Die Betrachtung der Landschaft
Fotografische Szenarien von Harald Bickel · seit 2022, fortlaufend
Die Serie Die Betrachtung der Landschaft zeigt Kulturlandschaften Europas – Küsten, Wälder, Gebirge –, die längst vom Menschen geformt und geordnet wurden. Auf den ersten Blick entfalten sie die Anmutung einer romantischen, beinahe heilen Welt. Doch in den Bildern wird zugleich das Scheitern spürbar, das durch menschliche Eingriffe und die Folgen des Klimawandels unausweichlich geworden ist: Wälder, die als Monokulturen angelegt und nun großflächig abgestorben sind, Küsten, deren Deiche den steigenden Meeresspiegeln nicht standhalten können, oder Naturflächen, die als Wiesen neu angelegt werden und dennoch den massiven Flächenverbrauch der Landwirtschaft nicht ausgleichen.
Die Szenen variieren in ihrer Deutlichkeit. Eine Baumallee zeigt unmittelbar die ordnende Hand des Menschen. Abgestorbene Waldbereiche im Harz markieren das Scheitern einer forstwirtschaftlich geprägten Kulturlandschaft – und zugleich den Versuch, der Natur den Raum zurückzugeben, sich neu zu ordnen. Andere Landschaften, wie Wälder in Norwegen oder das weite Watt der Nordsee, erscheinen auf den ersten Blick intakt, doch im Wissen um den Klimawandel wird auch hier deutlich, dass ihr Fortbestand fraglich ist.
Eine Figur, stets von hinten oder schräg von hinten ins Bild gesetzt, lenkt den Blick in diese Landschaften. Sie führt die Betrachtenden scheinbar in eine romantische Idylle, die sich bei näherem Hinsehen als trügerisch erweist: Was wie eine heile Welt wirkt, trägt das Scheitern des Menschen bereits in sich.

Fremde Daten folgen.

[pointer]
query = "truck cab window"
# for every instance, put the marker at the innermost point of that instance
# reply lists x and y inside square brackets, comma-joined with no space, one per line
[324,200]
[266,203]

Die Bildsprache verweist auf Traditionen der Romantik, in der Landschaft zum Projektionsraum von Sehnsucht und Sinnsuche wurde. Doch die Werke bleiben keine Wiederholung dieser Tradition, sondern eröffnen Szenarien, in denen Schönheit und Fragilität, Ordnung und Zerfall, Hoffnung und Bedrohung unauflöslich ineinander verwoben sind.
Die Betrachtung der Landschaft ist ein fortlaufendes Projekt ohne zeitliche Begrenzung. Es wird weitererzählt, verändert sich und begleitet den Künstler auf der Suche nach Landschaften, die das Spannungsfeld von menschlicher Gestaltung, Scheitern und ungewisser Zukunft sichtbar machen.